The eldest of the children, Rodney was born from Bertha’s first love, when she worked as a seamstress in a mulatto family in the beautiful neighborhoods of Port-au-Prince. The idyll could only end badly for the young 16-year-old teenager, of popular origin. Despite the gossip, the girl decided to keep the child and raise him alone, with the complicity of her grandmother Tida. Capital woman in the life of little Rodney, Tida dialogued with the stars. Illiterate herself, she introduced her great-grandson to the magic of the alphabet and the hieratic power of the biblical scriptures. Through Bertha, it is to grandmother Tida as well as to all the other women from the depths of the province of Chatry who helped him grow up that the writer pays homage in these pages.

I wanted to say thank you, not just to Bertha, explains Rodney Saint-Éloi, but to all the women who have helped me to live. Somehow, I cleared myself of certain misunderstandings, of confusion, because I grew up in a completely patriarchal society, where you are told that the masculine prevails over the feminine. I saw the violence of men in Bertha’s life. Writing this book feels like washing myself to become a better human being and the son Bertha longs for. »

Above all, Bertha wanted her son to be different from the men in her life, all of whom disappointed her expectations. A stubborn lover, mother of four children from four different fathers, she went through life giving a lot, only receiving wounds and humiliations in return. ” None of the men in your life are at your funeral “, is surprised his son.

In one of the most beautiful chapters of his novel, Rodney Saint-Éloi recounts his mother’s art of loving. Whenever a new lover burst into her life, she was beaming with happiness, humming love songs all day long, until she neglected her son. To console himself, he took refuge in reading and writing. ” I choose to fade away, flying away on the wings of the alphabet, the place of my first exile. I discover forbidden lands, wars and peace. I stay late at night in the school library. Back home, under the blanket of my bed, I read by the light of a small oil lamp “, remembers the disappointed son. Don’t worry, the mother always ended up coming back, because the husbands were often fickle and unstable.

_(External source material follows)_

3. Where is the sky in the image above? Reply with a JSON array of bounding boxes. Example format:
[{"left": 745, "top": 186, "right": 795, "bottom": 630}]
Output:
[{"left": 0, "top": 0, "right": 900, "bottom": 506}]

Requiem to the Dead Mother and Book of Absent Fathers, When it’s sad Bertha sings is also a hollow narrative of Haiti, of the ” rotten country », of its patriarchal society, its injustices and its bottomless miseries. Bertha is here the metaphor of this country victim of human and geological violence, which prevent it from flourishing. But Haiti never stopped resisting, astonishing the world with its creativity. Just like Bertha, who had made the Haitian proverb “Me fallen, me raised » his philosophy of life. When we fall, we get up. Haiti, Bertha, same fight.


When it’s sad Bertha sings, by Rodney Saint-Eloi. Editions Héloïse d’Ormesson. 272 pages, 19 euros.